The film centres on Sam Lowry, a man trying to find a woman who appears in his dreams while he is working in a mind-numbing job and living in a small apartment, set in a consumer-driven dystopian world in which there is an over-reliance on poorly maintained (and rather whimsical) machines. Brazil's satire of bureaucratic, totalitarian government is reminiscent of George Orwell's Nineteen Eighty-Four.
Sarah Street's British National Cinema (1997) describes the film as a "fantasy/satire on bureaucratic society"; and John Scalzi's Rough Guide to Sci-Fi Movies (2005) describes it as a "dystopian satire".

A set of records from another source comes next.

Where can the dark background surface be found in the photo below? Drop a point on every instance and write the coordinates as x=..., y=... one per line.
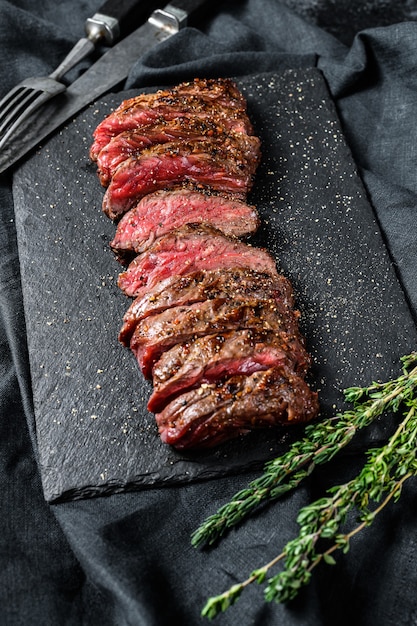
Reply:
x=127, y=559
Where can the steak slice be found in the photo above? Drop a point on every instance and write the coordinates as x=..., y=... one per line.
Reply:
x=131, y=142
x=187, y=250
x=158, y=333
x=208, y=359
x=205, y=99
x=211, y=414
x=205, y=285
x=219, y=165
x=163, y=211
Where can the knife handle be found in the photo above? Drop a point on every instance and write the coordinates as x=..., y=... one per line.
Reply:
x=118, y=18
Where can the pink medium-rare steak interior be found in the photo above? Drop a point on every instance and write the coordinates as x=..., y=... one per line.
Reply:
x=212, y=357
x=187, y=250
x=212, y=100
x=163, y=211
x=215, y=164
x=212, y=323
x=134, y=141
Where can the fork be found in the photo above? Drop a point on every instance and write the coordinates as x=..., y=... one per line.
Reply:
x=116, y=18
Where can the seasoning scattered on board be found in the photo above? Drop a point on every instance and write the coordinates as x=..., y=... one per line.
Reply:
x=212, y=323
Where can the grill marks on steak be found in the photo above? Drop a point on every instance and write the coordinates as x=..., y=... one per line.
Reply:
x=225, y=166
x=242, y=283
x=186, y=250
x=210, y=358
x=211, y=414
x=211, y=100
x=159, y=213
x=212, y=323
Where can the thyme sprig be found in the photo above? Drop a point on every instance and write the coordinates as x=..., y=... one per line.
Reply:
x=386, y=470
x=319, y=445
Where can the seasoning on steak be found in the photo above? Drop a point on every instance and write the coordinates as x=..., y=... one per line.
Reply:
x=204, y=99
x=131, y=142
x=213, y=163
x=211, y=358
x=186, y=250
x=203, y=285
x=157, y=333
x=211, y=414
x=160, y=212
x=212, y=323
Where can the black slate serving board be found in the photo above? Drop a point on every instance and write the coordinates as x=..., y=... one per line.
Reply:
x=93, y=431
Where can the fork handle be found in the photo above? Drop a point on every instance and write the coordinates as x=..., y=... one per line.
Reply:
x=118, y=18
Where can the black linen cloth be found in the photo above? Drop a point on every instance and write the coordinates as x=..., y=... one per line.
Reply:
x=127, y=559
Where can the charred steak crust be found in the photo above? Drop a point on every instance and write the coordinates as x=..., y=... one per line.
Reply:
x=156, y=334
x=212, y=323
x=188, y=249
x=212, y=100
x=212, y=358
x=223, y=165
x=213, y=413
x=240, y=283
x=163, y=211
x=132, y=142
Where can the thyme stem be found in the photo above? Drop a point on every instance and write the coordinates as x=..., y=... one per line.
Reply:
x=320, y=444
x=384, y=473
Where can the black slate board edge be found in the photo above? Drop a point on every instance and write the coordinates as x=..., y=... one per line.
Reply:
x=62, y=478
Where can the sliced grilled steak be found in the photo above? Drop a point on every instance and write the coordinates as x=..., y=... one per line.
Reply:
x=163, y=211
x=212, y=358
x=131, y=142
x=209, y=415
x=187, y=250
x=200, y=99
x=202, y=285
x=215, y=164
x=157, y=333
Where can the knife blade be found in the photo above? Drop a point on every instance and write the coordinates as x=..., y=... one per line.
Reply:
x=105, y=74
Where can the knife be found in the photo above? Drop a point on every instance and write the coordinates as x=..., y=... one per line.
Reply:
x=105, y=74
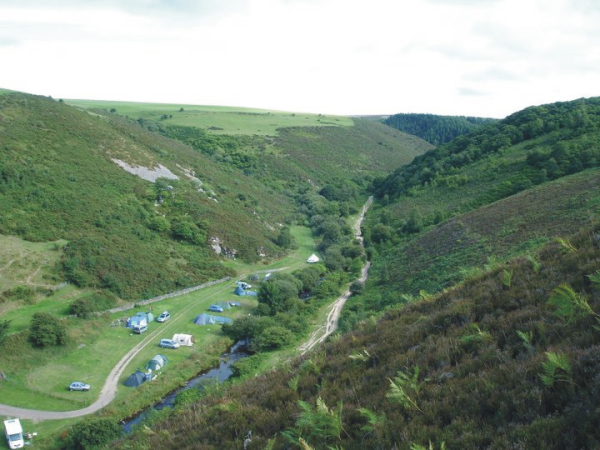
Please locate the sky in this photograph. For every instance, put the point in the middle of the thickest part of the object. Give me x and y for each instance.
(484, 58)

Jack Mathews, a film critic and the author of The Battle of Brazil (1987), described the film as "satirizing the bureaucratic, largely dysfunctional industrial world that had been driving Gilliam crazy all his life". The film is named after the recurrent theme song, Ary Barroso's "Aquarela do Brasil", known simply as "Brazil" to British audiences, as performed by Geoff Muldaur.
Though a success in Europe, the film was unsuccessful in its initial North America release. It has since become a cult film. In 1999, the British Film Institute voted Brazil the 54th greatest British film of all time. In 2017 a poll of 150 actors, directors, writers, producers and critics for Time Out magazine saw it ranked the 24th best British film ever.